HTML extract broken: doesn't recognize table tags (tr, td not working) + Workaround

I need to extract table data from HTML like here: Table (information) - Wikipedia

I spent a lot of time trying to get the HTML node to recognize table tags. It’s simply not working. But it has very strange workaround (see below)

Check out these workflows. It works only if I replace tr and td with other tags, like li and a.
I think it shouldn’t work like that.

Hey @artildo,

It took me a while but after playing around with the extracted HTML in a browser as well it looks like it was failing because the HTML is not valid. To work around that I added a Set node that wrapped the data back inside the <table></table> tags then used table > tbody > tr to extract the rows.

Hi @Jon
In this case you can even use simply tr instead of table > tbody > tr. But did you try the last node, the one with td? It still doesn’t work.

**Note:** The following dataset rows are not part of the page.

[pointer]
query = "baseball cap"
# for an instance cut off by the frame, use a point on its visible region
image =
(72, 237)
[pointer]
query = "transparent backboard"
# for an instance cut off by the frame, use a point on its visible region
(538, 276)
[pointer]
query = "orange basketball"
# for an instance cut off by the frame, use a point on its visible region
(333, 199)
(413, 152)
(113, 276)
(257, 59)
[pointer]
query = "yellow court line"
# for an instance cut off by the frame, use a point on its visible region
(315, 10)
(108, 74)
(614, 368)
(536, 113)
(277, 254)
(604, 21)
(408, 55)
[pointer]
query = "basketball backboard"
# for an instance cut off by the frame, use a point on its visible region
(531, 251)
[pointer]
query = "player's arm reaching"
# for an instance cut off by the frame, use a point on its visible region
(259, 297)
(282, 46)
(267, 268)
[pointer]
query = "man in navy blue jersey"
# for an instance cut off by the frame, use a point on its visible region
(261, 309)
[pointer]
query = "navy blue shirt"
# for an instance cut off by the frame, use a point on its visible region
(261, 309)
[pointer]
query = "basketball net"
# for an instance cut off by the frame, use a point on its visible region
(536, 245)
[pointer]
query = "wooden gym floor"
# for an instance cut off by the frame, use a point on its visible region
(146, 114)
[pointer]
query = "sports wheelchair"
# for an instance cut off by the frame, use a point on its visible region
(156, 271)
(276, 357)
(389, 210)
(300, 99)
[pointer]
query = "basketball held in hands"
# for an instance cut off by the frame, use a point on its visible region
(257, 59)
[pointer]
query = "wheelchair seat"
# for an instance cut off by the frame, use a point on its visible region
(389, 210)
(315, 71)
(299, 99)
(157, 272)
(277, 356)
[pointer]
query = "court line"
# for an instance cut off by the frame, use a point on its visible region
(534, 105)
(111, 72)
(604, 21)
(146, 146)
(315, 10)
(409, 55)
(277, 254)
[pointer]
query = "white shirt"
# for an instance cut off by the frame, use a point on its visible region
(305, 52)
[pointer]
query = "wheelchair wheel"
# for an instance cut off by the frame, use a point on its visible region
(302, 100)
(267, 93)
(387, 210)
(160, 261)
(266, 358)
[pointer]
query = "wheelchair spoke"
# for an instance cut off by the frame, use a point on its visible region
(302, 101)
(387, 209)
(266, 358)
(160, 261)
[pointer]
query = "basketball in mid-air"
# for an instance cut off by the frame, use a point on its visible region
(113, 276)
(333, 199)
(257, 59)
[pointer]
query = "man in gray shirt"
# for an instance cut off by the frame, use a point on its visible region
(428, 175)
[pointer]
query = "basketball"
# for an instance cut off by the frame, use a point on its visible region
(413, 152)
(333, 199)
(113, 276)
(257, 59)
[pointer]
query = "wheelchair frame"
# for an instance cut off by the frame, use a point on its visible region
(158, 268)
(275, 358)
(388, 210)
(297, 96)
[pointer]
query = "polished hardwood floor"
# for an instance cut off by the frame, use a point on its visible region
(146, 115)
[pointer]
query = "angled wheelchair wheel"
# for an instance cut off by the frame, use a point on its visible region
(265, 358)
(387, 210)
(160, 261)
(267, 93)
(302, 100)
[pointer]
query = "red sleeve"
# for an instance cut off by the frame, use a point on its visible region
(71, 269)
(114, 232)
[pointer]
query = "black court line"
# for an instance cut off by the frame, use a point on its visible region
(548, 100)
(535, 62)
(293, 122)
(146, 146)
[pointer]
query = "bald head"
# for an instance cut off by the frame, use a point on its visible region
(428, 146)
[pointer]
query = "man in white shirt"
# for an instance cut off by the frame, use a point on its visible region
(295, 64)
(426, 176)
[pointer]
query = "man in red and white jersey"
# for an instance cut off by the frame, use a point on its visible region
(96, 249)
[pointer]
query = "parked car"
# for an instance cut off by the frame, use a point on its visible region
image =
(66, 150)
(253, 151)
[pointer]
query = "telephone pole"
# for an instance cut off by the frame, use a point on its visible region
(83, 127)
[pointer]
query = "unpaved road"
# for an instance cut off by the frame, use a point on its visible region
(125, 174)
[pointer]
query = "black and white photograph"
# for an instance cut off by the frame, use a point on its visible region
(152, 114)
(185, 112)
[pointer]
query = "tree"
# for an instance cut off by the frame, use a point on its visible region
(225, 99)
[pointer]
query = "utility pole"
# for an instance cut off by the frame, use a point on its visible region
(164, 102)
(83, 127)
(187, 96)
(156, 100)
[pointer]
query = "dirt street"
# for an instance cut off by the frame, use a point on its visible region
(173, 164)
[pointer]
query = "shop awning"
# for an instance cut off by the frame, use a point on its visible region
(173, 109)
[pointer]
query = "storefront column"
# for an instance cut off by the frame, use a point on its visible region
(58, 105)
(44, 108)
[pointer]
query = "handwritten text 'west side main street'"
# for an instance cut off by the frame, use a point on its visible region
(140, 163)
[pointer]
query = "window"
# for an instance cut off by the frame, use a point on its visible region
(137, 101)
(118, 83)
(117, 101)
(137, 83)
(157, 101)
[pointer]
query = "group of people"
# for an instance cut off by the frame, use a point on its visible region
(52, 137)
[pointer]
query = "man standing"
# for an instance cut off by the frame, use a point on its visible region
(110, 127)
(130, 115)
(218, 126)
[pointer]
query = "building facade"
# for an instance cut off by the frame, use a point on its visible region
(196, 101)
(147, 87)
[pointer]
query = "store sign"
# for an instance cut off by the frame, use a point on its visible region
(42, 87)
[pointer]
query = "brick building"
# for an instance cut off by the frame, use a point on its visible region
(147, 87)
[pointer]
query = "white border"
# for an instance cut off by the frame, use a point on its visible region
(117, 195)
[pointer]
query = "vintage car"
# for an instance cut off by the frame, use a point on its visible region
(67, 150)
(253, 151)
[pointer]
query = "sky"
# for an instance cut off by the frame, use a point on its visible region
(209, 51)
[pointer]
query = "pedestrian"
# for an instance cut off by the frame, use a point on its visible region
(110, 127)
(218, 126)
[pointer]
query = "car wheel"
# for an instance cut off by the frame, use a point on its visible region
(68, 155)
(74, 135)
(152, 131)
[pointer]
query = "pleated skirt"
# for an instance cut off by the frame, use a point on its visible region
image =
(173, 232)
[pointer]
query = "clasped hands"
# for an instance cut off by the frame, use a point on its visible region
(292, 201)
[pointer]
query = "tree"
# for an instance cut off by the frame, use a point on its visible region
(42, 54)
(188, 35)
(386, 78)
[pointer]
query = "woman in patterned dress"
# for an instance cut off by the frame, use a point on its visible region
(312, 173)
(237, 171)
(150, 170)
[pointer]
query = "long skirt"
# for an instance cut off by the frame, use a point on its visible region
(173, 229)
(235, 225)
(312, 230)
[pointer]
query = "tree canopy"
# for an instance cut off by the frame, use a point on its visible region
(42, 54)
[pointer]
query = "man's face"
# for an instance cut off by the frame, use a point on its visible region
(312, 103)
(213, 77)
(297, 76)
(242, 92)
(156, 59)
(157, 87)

And I think, there’s something should be done about that. I got this issue from my client who wanted to parse big tables and failed to do this. But when you simply change the tags, averything works.

Hey @artildo,

I did try the last node as well and that had empty data in it which I assume came from the a selector not existing but at the time there is a good chance that is failing because the HML is not valid as well. I am not that familiar with the Cheerio package we use but I did try to copy the output as an html file and select using browser tools and had the same issue.

1 Like

I see that if something with certain tags not working but works when tags are changed, then maybe some node bug report needed.

We have it here, I am still not sure it is a bug as such as it could be a package limitation.

We will look into more though.

1 Like